The draft of the federal standard that officials are proposing (which has not been adopted yet and is likely to change after next month’s third and final meeting) is even more restrictive than the existing defense-to-repayment guidelines, substantially narrowing the categories of school misconduct that can yield relief. Among other problems, the draft rules include a statute of limitations of two years, though it often takes students much longer to realize they were duped. (The limitations are also ironic, given the fact there is no statute of limitations for collecting on student loans.) In some cases, the proposed rules would require students seeking a discharge to go to bat against their much-better-resourced schools, a situation that would all but require a lawyer, which most deceived borrowers cannot afford. Finally, as Harris notes, the “proposal does not provide any procedure to grant broad, automatic relief to borrowers, even when it is clear that a predatory school has systematically abused and deceived large numbers of students through widespread practices.” On Wednesday, Warren and 31 other Senate Democrats sent a letter expressing their concerns “that the department’s current proposal does not seem to ensure the process is fair for students.”
Should the Education Department implement the latest rules draft, or something close to it, the consequences for people’s lives will be, to use Zizek’s term, catastrophic. True, federal marshals won’t drag them to jail, but hundreds of thousands of people will continue to suffer the daily indignities of educational and financial inequity, for which they will be forced to make steep monthly payments on loans that were issued for worthless degrees. Unemployed or stuck in dead-end jobs, pushed to default, many will have their tax returns, Social Security payments or disability benefits garnished. Because their federal student aid has been maxed out, they will be denied the chance to attend a school that could provide them with a high-quality education and help them secure basic employment or, better yet, a meaningful and remunerative career. In their struggle to make ends meet, some will find themselves homeless, which has already happened to several strikers and their family members. They will suffer the stress, anxiety, health problems and reduced lifespans that a growing number of studies show are part and parcel of being poor in the United States.
This brazen dismissal of borrowers’ rights stands in stark contrast to the Education Department’s earlier public pronouncements. Last June, under pressure from the Corinthian strike, then-Education Secretary Arne Duncan promised to provide scammed students with “every penny of relief they are entitled to under the law.” Eight months later, that promise remains unfulfilled.
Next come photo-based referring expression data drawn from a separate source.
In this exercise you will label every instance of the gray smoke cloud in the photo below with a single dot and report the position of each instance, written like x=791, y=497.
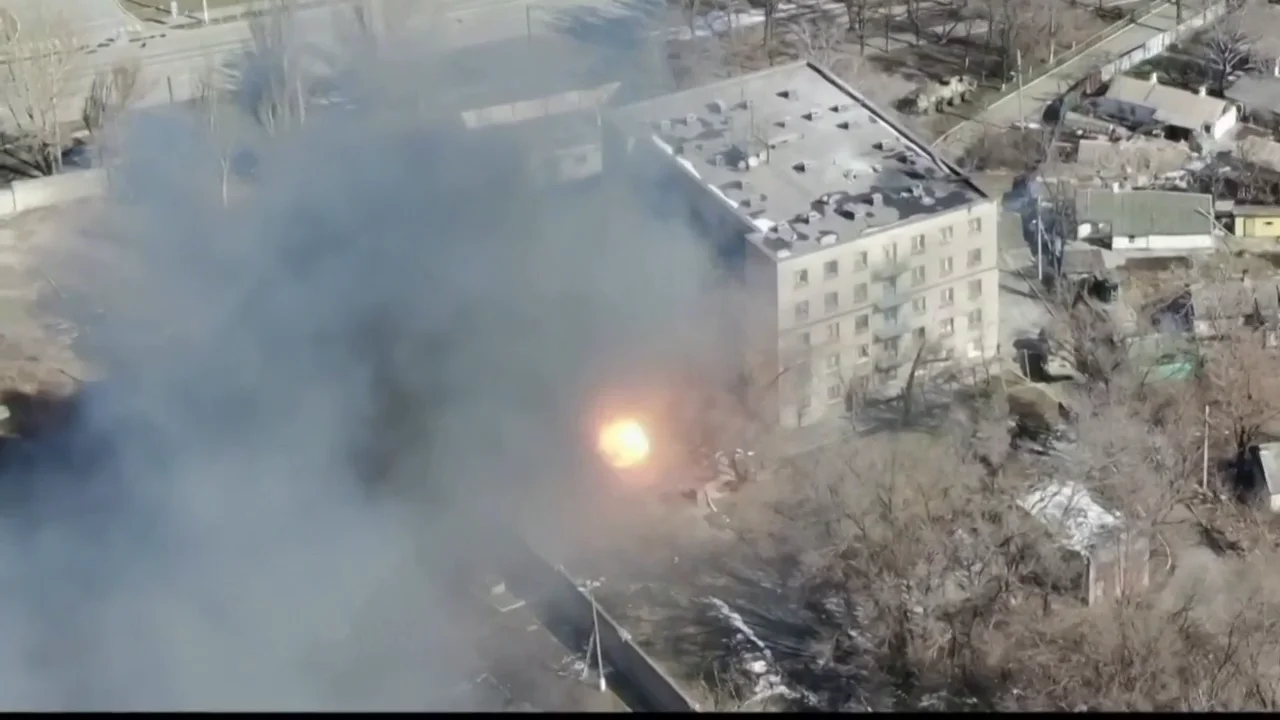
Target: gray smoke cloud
x=314, y=404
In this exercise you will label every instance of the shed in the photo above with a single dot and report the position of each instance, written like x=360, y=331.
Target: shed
x=1116, y=561
x=1141, y=101
x=1146, y=219
x=1264, y=473
x=1256, y=220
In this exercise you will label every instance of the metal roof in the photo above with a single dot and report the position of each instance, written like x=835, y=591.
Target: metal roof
x=1174, y=106
x=1137, y=213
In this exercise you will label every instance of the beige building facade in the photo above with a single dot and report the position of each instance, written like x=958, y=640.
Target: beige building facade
x=859, y=249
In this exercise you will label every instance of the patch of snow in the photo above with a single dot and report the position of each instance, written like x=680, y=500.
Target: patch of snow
x=1070, y=507
x=755, y=657
x=727, y=200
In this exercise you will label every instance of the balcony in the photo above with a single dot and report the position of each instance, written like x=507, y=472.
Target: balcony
x=891, y=297
x=890, y=329
x=890, y=269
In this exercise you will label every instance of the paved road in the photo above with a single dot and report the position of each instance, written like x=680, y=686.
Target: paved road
x=92, y=21
x=1041, y=92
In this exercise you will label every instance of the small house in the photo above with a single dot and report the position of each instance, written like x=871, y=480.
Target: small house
x=1144, y=219
x=1144, y=101
x=1256, y=220
x=1111, y=560
x=1262, y=473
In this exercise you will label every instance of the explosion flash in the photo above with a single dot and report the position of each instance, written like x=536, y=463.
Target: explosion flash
x=624, y=443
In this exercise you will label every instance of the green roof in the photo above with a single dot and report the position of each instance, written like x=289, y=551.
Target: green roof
x=1137, y=213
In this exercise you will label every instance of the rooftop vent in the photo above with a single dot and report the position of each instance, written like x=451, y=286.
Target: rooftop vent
x=782, y=139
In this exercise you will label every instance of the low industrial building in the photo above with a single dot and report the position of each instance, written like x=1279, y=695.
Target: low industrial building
x=863, y=254
x=1146, y=219
x=1141, y=103
x=1110, y=560
x=1256, y=220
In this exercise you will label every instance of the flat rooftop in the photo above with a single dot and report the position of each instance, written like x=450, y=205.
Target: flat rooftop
x=800, y=155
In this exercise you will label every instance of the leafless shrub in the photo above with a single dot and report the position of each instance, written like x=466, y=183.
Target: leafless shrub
x=35, y=81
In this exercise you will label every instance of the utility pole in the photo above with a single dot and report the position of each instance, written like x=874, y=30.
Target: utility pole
x=1205, y=461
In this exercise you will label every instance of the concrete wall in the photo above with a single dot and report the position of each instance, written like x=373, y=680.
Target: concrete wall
x=32, y=194
x=1191, y=241
x=563, y=607
x=1159, y=44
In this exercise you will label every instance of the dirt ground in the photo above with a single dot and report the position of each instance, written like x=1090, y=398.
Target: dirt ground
x=37, y=352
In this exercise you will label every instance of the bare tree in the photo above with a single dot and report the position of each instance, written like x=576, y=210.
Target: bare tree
x=109, y=95
x=274, y=83
x=35, y=82
x=858, y=18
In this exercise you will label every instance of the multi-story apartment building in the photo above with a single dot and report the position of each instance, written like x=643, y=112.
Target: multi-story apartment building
x=856, y=245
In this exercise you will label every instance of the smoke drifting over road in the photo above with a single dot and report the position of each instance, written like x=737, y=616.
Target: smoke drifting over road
x=314, y=401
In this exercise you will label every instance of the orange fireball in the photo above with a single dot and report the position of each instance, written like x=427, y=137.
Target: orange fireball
x=624, y=443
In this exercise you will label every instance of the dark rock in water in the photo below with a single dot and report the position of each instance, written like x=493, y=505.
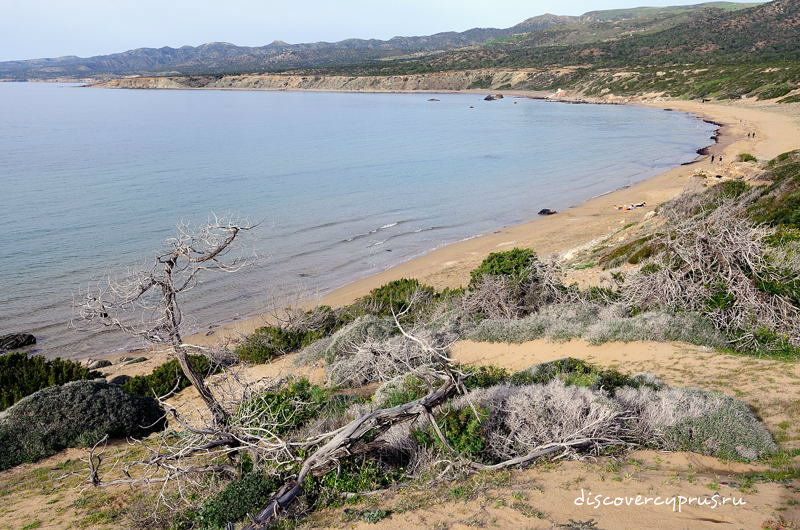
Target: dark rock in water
x=120, y=380
x=13, y=341
x=137, y=360
x=100, y=363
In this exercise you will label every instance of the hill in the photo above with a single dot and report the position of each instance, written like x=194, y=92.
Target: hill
x=765, y=32
x=222, y=57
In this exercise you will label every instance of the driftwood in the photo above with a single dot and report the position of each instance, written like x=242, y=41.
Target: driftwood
x=144, y=302
x=345, y=441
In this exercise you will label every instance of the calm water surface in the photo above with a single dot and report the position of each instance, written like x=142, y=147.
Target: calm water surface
x=344, y=185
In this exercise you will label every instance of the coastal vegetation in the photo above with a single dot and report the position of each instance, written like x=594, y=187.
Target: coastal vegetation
x=395, y=408
x=390, y=407
x=22, y=375
x=76, y=414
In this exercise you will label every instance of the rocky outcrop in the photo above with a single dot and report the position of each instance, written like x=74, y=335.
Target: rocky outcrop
x=13, y=341
x=444, y=81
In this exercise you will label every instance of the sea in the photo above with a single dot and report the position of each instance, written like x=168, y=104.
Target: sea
x=342, y=185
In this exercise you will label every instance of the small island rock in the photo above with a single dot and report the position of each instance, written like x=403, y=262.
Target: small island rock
x=13, y=341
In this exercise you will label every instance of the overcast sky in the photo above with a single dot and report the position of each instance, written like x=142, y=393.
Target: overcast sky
x=51, y=28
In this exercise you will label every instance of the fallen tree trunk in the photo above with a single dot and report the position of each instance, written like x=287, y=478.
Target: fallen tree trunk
x=345, y=443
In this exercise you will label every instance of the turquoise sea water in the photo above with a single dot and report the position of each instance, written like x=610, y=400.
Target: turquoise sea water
x=344, y=185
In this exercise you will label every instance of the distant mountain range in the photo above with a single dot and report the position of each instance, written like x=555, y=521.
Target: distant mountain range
x=709, y=34
x=546, y=34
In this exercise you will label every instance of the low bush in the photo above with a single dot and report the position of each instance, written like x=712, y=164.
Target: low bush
x=21, y=375
x=77, y=414
x=689, y=419
x=514, y=264
x=285, y=408
x=344, y=342
x=599, y=325
x=242, y=497
x=268, y=342
x=167, y=377
x=514, y=420
x=396, y=297
x=575, y=372
x=462, y=429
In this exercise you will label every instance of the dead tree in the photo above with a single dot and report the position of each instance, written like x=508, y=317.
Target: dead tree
x=146, y=301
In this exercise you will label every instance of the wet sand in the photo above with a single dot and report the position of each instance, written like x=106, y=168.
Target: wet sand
x=449, y=266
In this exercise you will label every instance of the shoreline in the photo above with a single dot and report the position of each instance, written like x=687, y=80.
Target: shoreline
x=449, y=265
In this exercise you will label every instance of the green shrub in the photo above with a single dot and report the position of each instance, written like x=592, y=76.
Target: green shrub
x=731, y=189
x=515, y=264
x=633, y=252
x=77, y=414
x=21, y=375
x=460, y=427
x=575, y=372
x=268, y=342
x=167, y=377
x=784, y=210
x=401, y=391
x=396, y=297
x=293, y=404
x=246, y=495
x=352, y=476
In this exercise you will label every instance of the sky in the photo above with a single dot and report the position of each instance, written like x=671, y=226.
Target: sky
x=51, y=28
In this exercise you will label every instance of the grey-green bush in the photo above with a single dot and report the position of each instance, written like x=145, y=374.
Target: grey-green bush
x=76, y=414
x=346, y=340
x=597, y=324
x=689, y=419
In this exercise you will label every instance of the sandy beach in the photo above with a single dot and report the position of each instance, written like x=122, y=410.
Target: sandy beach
x=776, y=128
x=761, y=383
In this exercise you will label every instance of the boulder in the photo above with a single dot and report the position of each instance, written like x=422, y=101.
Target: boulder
x=137, y=360
x=120, y=380
x=13, y=341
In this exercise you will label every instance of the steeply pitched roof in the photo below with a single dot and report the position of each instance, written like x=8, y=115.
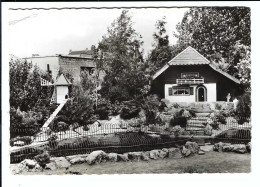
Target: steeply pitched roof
x=86, y=52
x=190, y=56
x=62, y=81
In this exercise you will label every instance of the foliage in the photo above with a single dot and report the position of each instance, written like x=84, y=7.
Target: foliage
x=43, y=159
x=180, y=120
x=25, y=87
x=53, y=141
x=102, y=112
x=128, y=113
x=244, y=105
x=81, y=107
x=22, y=123
x=162, y=52
x=177, y=130
x=125, y=71
x=26, y=139
x=151, y=105
x=222, y=35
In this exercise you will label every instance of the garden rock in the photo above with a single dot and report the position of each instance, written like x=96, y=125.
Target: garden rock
x=174, y=153
x=240, y=148
x=248, y=147
x=186, y=152
x=208, y=130
x=192, y=146
x=15, y=169
x=135, y=156
x=19, y=143
x=51, y=166
x=163, y=154
x=227, y=148
x=61, y=162
x=206, y=148
x=123, y=157
x=76, y=156
x=145, y=156
x=112, y=157
x=201, y=152
x=95, y=157
x=154, y=154
x=219, y=146
x=28, y=163
x=165, y=150
x=22, y=166
x=77, y=160
x=37, y=168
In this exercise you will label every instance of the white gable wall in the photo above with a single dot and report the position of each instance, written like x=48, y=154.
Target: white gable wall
x=175, y=98
x=211, y=93
x=62, y=91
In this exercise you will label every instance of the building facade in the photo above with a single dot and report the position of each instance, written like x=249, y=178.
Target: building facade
x=73, y=64
x=190, y=77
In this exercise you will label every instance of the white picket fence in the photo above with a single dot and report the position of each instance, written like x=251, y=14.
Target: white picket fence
x=54, y=114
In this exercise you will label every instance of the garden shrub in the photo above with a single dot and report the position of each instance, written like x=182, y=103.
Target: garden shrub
x=244, y=105
x=43, y=158
x=128, y=113
x=85, y=128
x=242, y=120
x=181, y=121
x=22, y=124
x=218, y=106
x=53, y=141
x=103, y=113
x=177, y=130
x=26, y=139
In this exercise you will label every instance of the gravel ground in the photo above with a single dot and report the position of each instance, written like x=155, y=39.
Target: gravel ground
x=211, y=162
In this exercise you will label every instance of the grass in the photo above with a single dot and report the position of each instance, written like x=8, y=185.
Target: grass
x=211, y=162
Meanwhile, for-profit colleges that have been under investigation and even fined continue to enroll students — disproportionately people of color, women, veterans and the poor — in substandard programs at exorbitant costs, funneling billions of taxpayer dollars into private coffers. Instead of propping up such corporations and wrecking lives, authorities should turn off the faucet of federal funds to for-profit schools and grant the class-wide debt discharges to which Corinthian students and others are legally entitled.